I've been experimenting with introducing moments of relaxation into my every day. For me, that includes some amount of alone time. I recently realized that I have not been giving myself my alone time. I added it back to my work day a couple of weeks ago and I found myself to be calmer at work.
I sometimes worry that I appear "anti-social" because I choose to eat lunch alone. I enjoy my co-workers...but, like I said, without my alone time, I may not be at my best.
I've recently found a break out room at work that is rarely in use around lunch time. I've been disappearing in there with my iPhone or book or magazine for my lunch hour.

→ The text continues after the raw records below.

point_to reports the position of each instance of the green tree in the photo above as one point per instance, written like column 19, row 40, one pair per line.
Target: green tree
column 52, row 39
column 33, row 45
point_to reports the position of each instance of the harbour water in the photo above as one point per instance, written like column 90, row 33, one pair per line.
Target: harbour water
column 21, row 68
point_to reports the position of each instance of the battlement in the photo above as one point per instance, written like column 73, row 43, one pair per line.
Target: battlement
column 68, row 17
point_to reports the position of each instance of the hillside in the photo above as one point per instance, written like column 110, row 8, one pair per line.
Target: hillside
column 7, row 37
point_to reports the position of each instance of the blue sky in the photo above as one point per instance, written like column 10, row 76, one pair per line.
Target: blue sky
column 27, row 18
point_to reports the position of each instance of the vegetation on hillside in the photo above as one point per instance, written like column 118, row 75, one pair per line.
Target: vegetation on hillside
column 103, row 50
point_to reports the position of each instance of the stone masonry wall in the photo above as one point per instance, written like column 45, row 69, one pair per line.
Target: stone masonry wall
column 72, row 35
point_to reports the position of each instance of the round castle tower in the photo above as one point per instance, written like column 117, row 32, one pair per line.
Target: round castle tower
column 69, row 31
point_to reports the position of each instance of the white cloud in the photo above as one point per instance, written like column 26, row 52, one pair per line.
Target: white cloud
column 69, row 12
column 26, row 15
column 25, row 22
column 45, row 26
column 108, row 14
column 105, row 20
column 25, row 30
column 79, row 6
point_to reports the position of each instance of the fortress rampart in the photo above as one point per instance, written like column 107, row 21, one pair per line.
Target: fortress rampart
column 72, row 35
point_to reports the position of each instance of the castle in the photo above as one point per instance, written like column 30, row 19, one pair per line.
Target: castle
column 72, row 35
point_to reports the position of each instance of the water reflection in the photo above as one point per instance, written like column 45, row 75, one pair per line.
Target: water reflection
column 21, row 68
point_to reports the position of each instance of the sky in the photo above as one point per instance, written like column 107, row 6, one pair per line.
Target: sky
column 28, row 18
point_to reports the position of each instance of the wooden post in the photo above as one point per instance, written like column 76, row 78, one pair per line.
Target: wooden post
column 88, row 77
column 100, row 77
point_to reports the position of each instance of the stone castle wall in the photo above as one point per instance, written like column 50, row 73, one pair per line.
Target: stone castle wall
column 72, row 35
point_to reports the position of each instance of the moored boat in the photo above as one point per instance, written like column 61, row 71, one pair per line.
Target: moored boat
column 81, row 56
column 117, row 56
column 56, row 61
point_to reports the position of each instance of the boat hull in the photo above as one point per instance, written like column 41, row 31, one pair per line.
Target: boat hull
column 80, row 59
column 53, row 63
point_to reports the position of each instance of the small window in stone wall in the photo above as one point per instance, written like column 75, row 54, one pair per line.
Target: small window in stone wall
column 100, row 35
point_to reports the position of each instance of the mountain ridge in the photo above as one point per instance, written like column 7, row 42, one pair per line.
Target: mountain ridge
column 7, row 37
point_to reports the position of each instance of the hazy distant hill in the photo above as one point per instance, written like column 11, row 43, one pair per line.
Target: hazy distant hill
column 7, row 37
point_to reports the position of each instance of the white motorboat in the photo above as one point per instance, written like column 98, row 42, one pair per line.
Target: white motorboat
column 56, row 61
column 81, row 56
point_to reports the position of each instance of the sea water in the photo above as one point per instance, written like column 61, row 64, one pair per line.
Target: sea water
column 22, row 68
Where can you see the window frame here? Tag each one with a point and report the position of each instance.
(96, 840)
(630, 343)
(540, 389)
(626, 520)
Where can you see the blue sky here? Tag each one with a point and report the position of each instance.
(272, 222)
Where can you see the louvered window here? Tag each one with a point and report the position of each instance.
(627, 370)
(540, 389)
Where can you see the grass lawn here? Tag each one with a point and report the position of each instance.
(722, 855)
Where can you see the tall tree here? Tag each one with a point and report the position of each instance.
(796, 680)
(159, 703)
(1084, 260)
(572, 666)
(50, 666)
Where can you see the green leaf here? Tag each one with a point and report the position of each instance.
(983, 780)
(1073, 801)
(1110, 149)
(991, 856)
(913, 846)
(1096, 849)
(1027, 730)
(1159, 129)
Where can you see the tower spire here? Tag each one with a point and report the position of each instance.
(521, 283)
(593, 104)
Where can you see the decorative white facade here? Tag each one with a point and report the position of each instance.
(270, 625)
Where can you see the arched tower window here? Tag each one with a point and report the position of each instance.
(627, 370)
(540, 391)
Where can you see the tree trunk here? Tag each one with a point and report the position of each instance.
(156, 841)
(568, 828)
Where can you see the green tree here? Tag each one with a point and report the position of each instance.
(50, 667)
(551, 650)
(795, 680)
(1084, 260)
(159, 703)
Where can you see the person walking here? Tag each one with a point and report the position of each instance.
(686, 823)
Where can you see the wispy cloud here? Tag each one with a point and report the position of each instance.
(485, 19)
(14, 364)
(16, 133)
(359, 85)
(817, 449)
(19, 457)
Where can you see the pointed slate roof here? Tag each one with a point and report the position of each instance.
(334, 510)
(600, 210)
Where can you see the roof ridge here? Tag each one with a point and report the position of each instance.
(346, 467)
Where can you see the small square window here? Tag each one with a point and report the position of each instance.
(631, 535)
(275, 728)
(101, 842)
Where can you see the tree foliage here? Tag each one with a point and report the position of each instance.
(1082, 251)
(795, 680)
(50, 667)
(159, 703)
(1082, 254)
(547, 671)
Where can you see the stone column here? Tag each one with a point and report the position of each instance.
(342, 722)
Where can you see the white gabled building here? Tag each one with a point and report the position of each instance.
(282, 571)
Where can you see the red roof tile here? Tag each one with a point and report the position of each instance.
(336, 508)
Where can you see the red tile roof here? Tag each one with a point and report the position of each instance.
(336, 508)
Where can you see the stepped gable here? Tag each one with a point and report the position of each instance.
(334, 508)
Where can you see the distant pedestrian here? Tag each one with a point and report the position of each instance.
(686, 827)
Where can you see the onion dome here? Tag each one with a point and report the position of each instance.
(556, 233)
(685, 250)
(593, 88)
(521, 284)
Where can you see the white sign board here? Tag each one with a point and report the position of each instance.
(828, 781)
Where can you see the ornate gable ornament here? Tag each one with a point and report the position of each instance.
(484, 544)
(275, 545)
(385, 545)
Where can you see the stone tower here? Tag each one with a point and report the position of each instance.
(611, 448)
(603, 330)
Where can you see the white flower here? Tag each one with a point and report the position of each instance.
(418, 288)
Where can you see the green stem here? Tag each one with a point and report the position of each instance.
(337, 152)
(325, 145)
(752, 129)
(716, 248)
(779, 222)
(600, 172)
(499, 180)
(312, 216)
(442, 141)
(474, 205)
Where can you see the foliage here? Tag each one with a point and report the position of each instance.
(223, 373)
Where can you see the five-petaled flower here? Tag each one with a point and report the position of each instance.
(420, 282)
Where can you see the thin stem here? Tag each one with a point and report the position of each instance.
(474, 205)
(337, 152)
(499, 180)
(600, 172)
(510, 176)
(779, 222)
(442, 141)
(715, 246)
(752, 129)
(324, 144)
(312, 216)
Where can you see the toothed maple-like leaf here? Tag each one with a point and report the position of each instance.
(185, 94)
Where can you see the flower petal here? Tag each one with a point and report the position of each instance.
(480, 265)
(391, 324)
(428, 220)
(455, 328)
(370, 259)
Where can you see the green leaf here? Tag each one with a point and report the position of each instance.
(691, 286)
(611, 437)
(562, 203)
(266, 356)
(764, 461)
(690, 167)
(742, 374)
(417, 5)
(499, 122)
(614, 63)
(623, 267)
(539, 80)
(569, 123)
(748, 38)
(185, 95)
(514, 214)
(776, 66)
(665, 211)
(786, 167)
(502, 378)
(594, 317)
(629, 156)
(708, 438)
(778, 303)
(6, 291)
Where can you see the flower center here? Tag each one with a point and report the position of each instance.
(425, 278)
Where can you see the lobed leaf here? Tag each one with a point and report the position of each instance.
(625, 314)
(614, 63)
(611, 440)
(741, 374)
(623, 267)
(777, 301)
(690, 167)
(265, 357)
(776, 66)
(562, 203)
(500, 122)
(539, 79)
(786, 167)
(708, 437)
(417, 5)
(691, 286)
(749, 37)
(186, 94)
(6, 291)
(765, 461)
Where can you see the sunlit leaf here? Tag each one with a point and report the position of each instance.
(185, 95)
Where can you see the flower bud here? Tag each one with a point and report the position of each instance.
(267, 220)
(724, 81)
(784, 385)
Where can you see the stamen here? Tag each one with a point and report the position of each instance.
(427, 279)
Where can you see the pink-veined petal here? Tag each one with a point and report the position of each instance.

Today, I read portions of the most recent issue of Martha Stewart Living. Actually, I looked at many of the beautiful photographs and read one (that's right, only one) article.
The article was approximately two pages and spoke to me with tidbits I didn't know had been researched and that I find exciting. Forgive me for not remembering the title of the article or the author. But, if you decide you want to seek out the article, it should be pretty obvious which one it is (once I explain).
The article was about the psychological benefits of creating crafts. As you know, I've recently taken up painting as a hobby and I find that time stands still when I'm "in the zone". When I complete my work I'm both "spent" and refreshed. It doesn't make sense that I would be both things at the same time.
The article explained that crafting can have similar benefits to meditation. It said that the physical and creative part of crafting required full presence and the part of the brain that "problem-solves" (my word) has to turn itself off during the craft project. The mind can not just "turn off" on its own. But when the brain is engaged in something that takes full concentration, the mind can take a rest from the constant thinking and problem solving that it gravitates to.
The article quoted a psychology researcher and explained how different locations of the brain are engaged in different activities and how making sure that the brain gets some "down time" helps a person gain the feelings of relaxation when crafting. There are some releases of feel-good hormones as well. One is released because of the physical repetitiveness of an activity. One is released with the pleasure of something beautiful and yet another is released if the project is being created as a gift. One factoid I remember is that some crafts (it specifically referred to knitting) can have the same relaxing result as petting a dog or a cat. --We've all heard the studies of how petting a dog or cat reduces blood pressure, and promotes heart health.
One thing I should point out is the MSL article emphasized that the act of creating was what produced the positive health and emotional benefits. The final result of the project was not material to the health results. The emphasis is on the "doing" of the thing.